Today’s Freedom Riders are sailing small boats into the Gaza Strip in open defiance of the Israeli Occupation and blockade.  This morning, I arrived in Gaza aboard the SS Dignity, part of a Free Gaza Movement delegation of twenty seven doctors, lawyers, teachers, and human rights activists from across the world, including Mairead Maguire—the 1976 Nobel Peace Prize laureate.

When I close my eyes, I still hear the crash of ocean waves, and taste salt from the sea spray.  When I close my eyes, I can still see the Israeli warship that tried to intimidate us when we reached the twenty-mile line outside Gaza, and I can still see a thousand cheering people crowding around our ship when we refused to be intimidated and finally reached port in Gaza City.  Today, the proudest boast in the free world is truly, "Nam, Nehnu Nastatyeh!" - "Yes, We Can!"

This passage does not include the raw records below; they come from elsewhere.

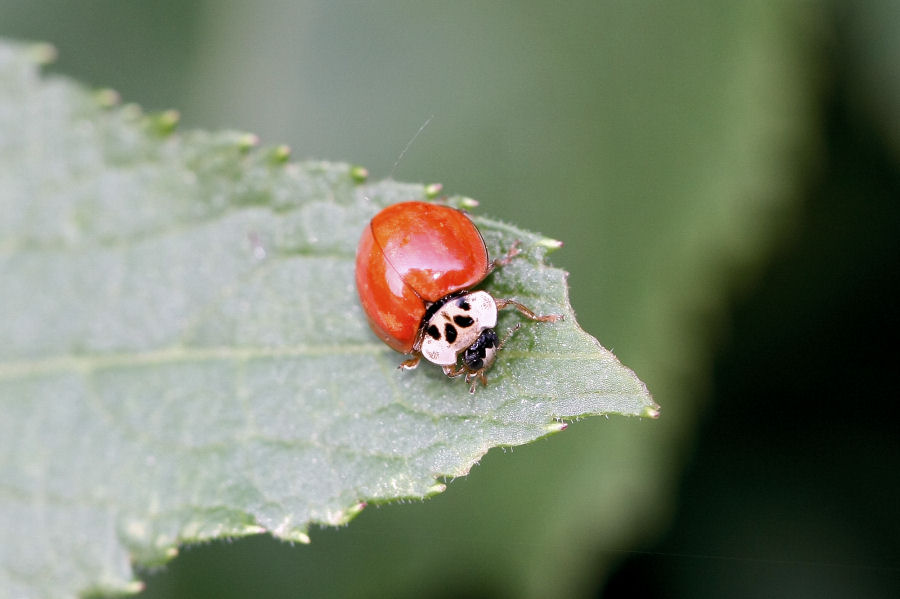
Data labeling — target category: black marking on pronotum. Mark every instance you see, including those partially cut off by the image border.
[463,329,500,370]
[453,314,475,329]
[444,322,456,343]
[422,289,469,322]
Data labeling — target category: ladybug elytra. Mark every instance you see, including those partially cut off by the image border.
[356,202,562,393]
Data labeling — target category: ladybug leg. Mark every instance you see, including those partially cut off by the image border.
[494,298,563,322]
[397,354,422,370]
[466,368,487,395]
[444,364,466,379]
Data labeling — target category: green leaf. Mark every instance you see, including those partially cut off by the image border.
[0,39,658,597]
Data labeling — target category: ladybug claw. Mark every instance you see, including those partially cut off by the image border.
[397,356,422,370]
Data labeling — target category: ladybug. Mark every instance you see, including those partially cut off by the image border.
[356,202,562,393]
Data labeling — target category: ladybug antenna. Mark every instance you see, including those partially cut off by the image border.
[388,114,434,179]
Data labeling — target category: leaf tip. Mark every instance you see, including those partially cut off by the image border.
[279,530,312,545]
[641,406,659,420]
[537,237,563,251]
[459,197,478,210]
[350,165,369,183]
[425,483,447,497]
[148,109,181,136]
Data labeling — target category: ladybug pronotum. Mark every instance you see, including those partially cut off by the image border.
[356,202,562,393]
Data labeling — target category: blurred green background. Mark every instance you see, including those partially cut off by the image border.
[0,0,900,599]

After watching the Dignity’s arrival, Fida Qishta, the local coordinator for the International Solidarity Movement (ISM) in the Gaza Strip, said " Now more groups must come, not only by sea but also the crossings at Erez and Rafah must be opened as well.  This second breaking of the siege means a lot, actually.  It's the second time in two months that people have come to Gaza without Israel’s permission, and that tells us that Gaza will be free."

For over two years, Israel has maintained a brutal blockade of Gaza.  Less than twenty percent of needed supplies are allowed in.  This has forced ninety-five percent of local industries to shut down, resulting in massively increased unemployment and poverty rates.  Childhood malnutrition has skyrocketed, and eighty percent of families are now dependent on international food aid.  An hour after we arrived, I watched a teenage boy digging through the garbage, looking for something he could use.

Human rights activist Caoimhe Butterly also sailed aboard the Dignity.  According to Butterly, "My feelings are bittersweet.  Although we're overjoyed at reaching Gaza a second time, that joy is tempered by the fact that the conscience of the world has been reduced to a small boat and twenty-seven seasick activists.  This mission is a reminder of not only the efficacy of non-violent direct action, but also of the deafening silence of the international community."

Our first voyage in August, the first voyage of any international ship to Gaza in over forty years, showed that it was possible to freely travel.  This second voyage shows that it is repeatable, and this sets a precedent: the Siege of Gaza can be overcome through non-violent resistance and direct action.

Today, the Free Gaza Movement has a simple message for the rest of the world: What are you waiting for?